Corn, Denmark, Lavender, Rosslyn.
Stamford, Notting, Highgate, Crouch End.
Muswell, Haverstock, Primrose, Tower.

20 May 2014

Bankside _ a Southwark Patchwork

A few months ago I was walking to London Bridge from Lower Marsh via Southwark Street.
Just south of Tate Modern, at the junction of Hopton Street I stopped to stare across at the old alms houses which are surrounded on three sides by huge glass monsters*.
I stood and surveyed the view for quite a while and, without moving from that spot, I took a series of photographs to illustrate all the different types of buildings.
Metal, glass, UPVC, more glass, cladding, some Meccano clips and a bit of brick.
This montage of selected images makes the area look really interesting, but in reality the it resembles some kind of architectural testing ground and I don't like it one bit.
  *I am building up quite a collection of these saved, yet smothered gems, so watch this space.

13 May 2014

How to make a cup of tea

We are awash with branded coffee shops offering all sorts of different types from skinny latte decaf to double espresso.

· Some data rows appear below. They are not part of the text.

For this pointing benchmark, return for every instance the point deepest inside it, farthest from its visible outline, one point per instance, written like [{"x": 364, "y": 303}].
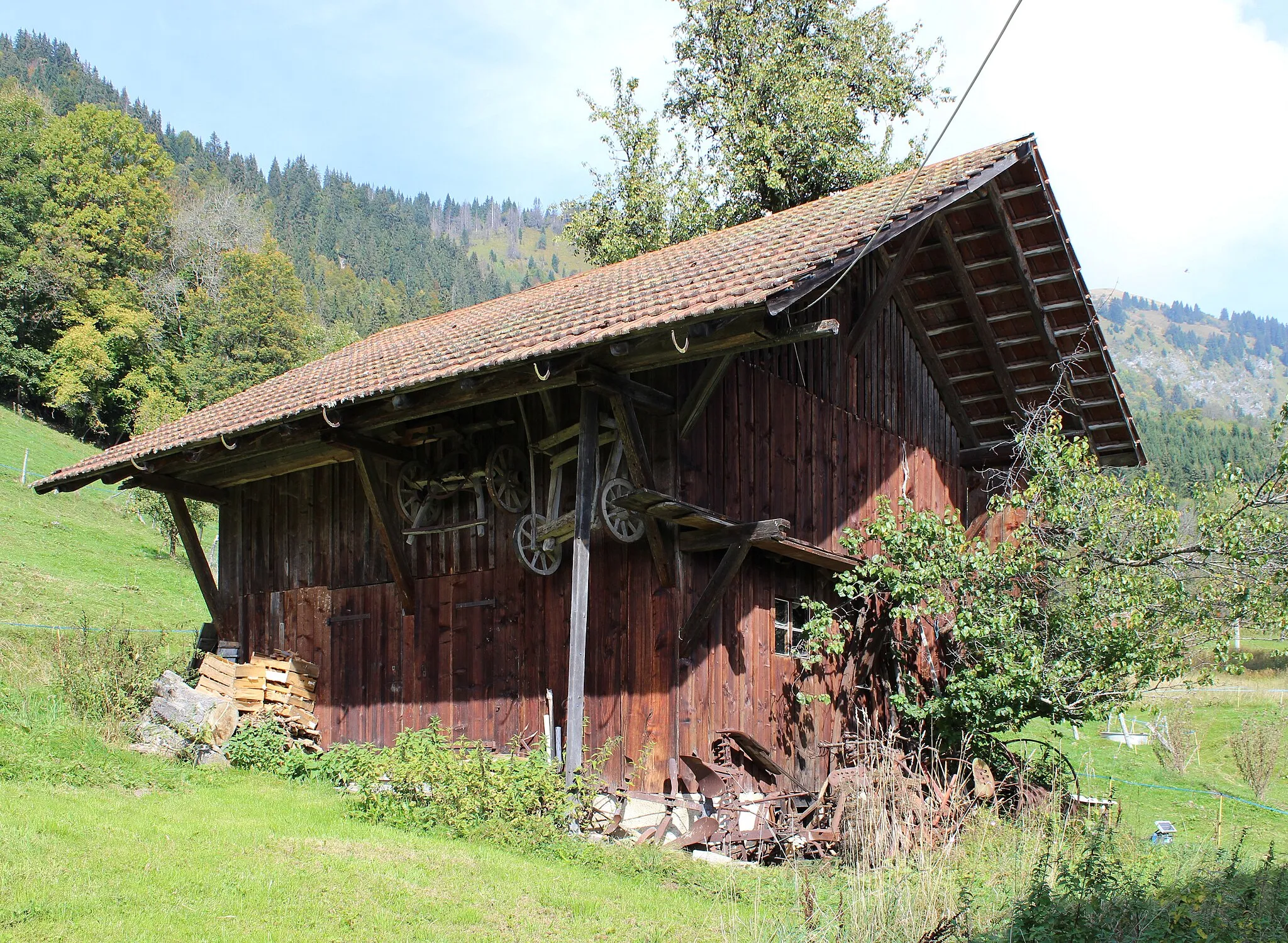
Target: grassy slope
[
  {"x": 67, "y": 559},
  {"x": 265, "y": 859},
  {"x": 1216, "y": 717}
]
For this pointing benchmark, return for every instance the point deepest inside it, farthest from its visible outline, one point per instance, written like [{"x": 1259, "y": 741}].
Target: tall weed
[{"x": 106, "y": 676}]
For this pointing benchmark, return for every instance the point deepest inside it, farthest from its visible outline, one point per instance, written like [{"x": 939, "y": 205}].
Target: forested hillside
[
  {"x": 1179, "y": 357},
  {"x": 146, "y": 271}
]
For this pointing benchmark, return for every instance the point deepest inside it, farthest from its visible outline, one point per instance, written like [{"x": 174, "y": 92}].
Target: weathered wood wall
[{"x": 807, "y": 435}]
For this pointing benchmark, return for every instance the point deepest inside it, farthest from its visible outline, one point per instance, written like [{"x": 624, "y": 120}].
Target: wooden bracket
[
  {"x": 383, "y": 516},
  {"x": 701, "y": 394},
  {"x": 616, "y": 386},
  {"x": 164, "y": 483},
  {"x": 196, "y": 555},
  {"x": 641, "y": 477},
  {"x": 880, "y": 298},
  {"x": 351, "y": 440},
  {"x": 697, "y": 542},
  {"x": 711, "y": 596}
]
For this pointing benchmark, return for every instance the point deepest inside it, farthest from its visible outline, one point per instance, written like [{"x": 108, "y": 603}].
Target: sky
[{"x": 1162, "y": 123}]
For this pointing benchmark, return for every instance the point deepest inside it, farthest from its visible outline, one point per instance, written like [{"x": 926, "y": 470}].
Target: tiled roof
[{"x": 732, "y": 268}]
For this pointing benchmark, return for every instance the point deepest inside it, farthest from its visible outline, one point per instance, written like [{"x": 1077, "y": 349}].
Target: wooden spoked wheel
[
  {"x": 543, "y": 558},
  {"x": 626, "y": 526},
  {"x": 414, "y": 489},
  {"x": 506, "y": 478}
]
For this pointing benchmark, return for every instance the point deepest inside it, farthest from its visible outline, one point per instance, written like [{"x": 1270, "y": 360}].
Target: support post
[
  {"x": 587, "y": 452},
  {"x": 702, "y": 392},
  {"x": 387, "y": 525},
  {"x": 641, "y": 476},
  {"x": 196, "y": 555}
]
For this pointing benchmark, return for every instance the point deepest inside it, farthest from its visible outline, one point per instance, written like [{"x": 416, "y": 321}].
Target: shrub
[
  {"x": 1175, "y": 741},
  {"x": 106, "y": 676},
  {"x": 262, "y": 742},
  {"x": 1256, "y": 750}
]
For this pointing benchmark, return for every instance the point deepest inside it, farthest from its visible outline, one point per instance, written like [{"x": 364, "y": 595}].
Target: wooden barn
[{"x": 601, "y": 498}]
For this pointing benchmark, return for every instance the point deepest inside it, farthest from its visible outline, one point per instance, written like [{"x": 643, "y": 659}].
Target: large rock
[
  {"x": 197, "y": 715},
  {"x": 158, "y": 740}
]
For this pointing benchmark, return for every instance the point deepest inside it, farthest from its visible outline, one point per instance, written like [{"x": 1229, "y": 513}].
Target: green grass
[
  {"x": 82, "y": 558},
  {"x": 267, "y": 859},
  {"x": 1216, "y": 718}
]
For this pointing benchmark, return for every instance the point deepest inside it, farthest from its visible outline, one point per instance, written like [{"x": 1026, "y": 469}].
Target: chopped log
[{"x": 194, "y": 714}]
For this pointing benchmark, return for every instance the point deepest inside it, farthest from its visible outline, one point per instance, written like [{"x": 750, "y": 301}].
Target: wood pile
[{"x": 282, "y": 684}]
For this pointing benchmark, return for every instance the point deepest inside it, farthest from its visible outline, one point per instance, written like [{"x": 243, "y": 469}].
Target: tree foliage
[
  {"x": 651, "y": 199},
  {"x": 1101, "y": 593},
  {"x": 257, "y": 329},
  {"x": 774, "y": 102},
  {"x": 785, "y": 92}
]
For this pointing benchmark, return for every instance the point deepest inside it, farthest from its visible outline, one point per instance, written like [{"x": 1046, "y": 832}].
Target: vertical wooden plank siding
[{"x": 807, "y": 435}]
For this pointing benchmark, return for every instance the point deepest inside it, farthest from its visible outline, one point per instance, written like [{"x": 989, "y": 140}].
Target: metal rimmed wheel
[
  {"x": 543, "y": 558},
  {"x": 413, "y": 489},
  {"x": 505, "y": 474},
  {"x": 626, "y": 526}
]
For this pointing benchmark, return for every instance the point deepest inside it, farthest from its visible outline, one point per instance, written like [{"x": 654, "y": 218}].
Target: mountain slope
[
  {"x": 410, "y": 255},
  {"x": 1177, "y": 357}
]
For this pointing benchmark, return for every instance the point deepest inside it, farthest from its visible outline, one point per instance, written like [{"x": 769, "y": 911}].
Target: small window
[{"x": 790, "y": 622}]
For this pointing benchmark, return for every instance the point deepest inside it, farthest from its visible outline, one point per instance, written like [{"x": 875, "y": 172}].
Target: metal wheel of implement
[
  {"x": 541, "y": 558},
  {"x": 505, "y": 474},
  {"x": 413, "y": 489},
  {"x": 624, "y": 525}
]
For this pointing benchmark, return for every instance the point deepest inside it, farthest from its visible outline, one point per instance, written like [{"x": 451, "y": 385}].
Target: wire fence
[
  {"x": 1184, "y": 789},
  {"x": 96, "y": 629}
]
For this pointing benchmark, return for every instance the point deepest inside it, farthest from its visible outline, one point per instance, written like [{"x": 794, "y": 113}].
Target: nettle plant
[{"x": 1101, "y": 593}]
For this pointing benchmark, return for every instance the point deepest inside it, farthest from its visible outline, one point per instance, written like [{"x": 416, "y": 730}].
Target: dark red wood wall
[{"x": 802, "y": 433}]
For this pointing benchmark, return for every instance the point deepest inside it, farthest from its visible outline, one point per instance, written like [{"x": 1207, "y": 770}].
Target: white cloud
[{"x": 1161, "y": 123}]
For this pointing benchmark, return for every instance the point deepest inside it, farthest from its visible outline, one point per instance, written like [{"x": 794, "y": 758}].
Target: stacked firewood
[{"x": 282, "y": 684}]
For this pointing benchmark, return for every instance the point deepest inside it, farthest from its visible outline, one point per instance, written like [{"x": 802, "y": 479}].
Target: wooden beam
[
  {"x": 699, "y": 542},
  {"x": 967, "y": 287},
  {"x": 351, "y": 440},
  {"x": 1031, "y": 295},
  {"x": 383, "y": 516},
  {"x": 880, "y": 299},
  {"x": 196, "y": 555},
  {"x": 935, "y": 367},
  {"x": 696, "y": 403},
  {"x": 711, "y": 596},
  {"x": 155, "y": 482},
  {"x": 580, "y": 605},
  {"x": 614, "y": 384},
  {"x": 641, "y": 477}
]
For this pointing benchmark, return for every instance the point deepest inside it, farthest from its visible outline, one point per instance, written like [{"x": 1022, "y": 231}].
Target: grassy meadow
[
  {"x": 102, "y": 843},
  {"x": 82, "y": 558}
]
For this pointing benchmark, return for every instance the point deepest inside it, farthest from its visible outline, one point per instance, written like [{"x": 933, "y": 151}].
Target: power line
[{"x": 925, "y": 157}]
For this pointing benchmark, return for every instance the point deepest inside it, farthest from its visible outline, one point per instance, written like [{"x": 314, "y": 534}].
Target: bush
[
  {"x": 1099, "y": 893},
  {"x": 425, "y": 781},
  {"x": 1256, "y": 750},
  {"x": 262, "y": 742},
  {"x": 108, "y": 676}
]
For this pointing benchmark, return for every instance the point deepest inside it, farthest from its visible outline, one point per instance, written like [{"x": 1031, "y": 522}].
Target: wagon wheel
[
  {"x": 624, "y": 525},
  {"x": 505, "y": 477},
  {"x": 1038, "y": 764},
  {"x": 541, "y": 558},
  {"x": 414, "y": 481}
]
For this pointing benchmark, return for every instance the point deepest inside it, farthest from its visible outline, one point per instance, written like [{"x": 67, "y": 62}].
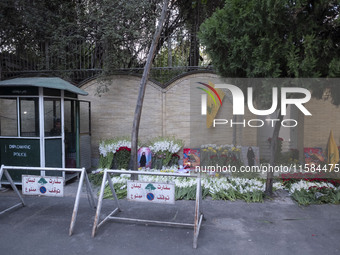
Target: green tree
[{"x": 277, "y": 39}]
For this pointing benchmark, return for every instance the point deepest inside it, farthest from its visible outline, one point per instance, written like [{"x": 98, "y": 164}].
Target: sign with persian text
[
  {"x": 162, "y": 193},
  {"x": 52, "y": 186}
]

Yet the staff in these shops, who have managed to master the complexity of the barista machine, seem to lack simple tea-making know-how.
Often I have have purchased a much-needed cuppa only to lift the lid and discover a pale milky concoction with a teabag festering at the bottom; the tea having been made by adding the milk (often way too much of it for my liking) almost immediately after the hot water, therefore making the tea-brewing process redundant. It's barely possible to get more tea flavour out of a bag once the milk has been added. You wouldn't add milk into a teapot, so why put it in the cup?
And for this service they charge at least £1.50. It's so disappointing. And a rip off to boot!
To make tea – add boiling water to tea bag, let it rest/brew or squish the bag a bit, and then add milk if so desired. Satisfyingly simple!

Tea-related things in London

9 May 2014

Museums and Heritage Show, Olympia 14th & 15th May

This show, taking place over two days within the West Hall at Olympia, will be packed full of cultural, archaeology, heritage and historical info.
Free to enter – pre-register on the M&S site.
Find me at stand L2.
And speaking of history, there is a fabulous old shop just around the corner, at the eastern end of Blythe Road. Now sadly closed, it's a mix of Edwardian, Art Deco and the Swinging Sixties:

7 May 2014

That's the way to do it (again)

Another year has whizzed past and it's Punch's birthday again.
As per last year, the celebrations take place in St Paul's church garden, Covent Garden.
Fun and puppets and food and stuff for all the family.

5 May 2014

The Sunlight Laundry

How on earth had I never seen this before?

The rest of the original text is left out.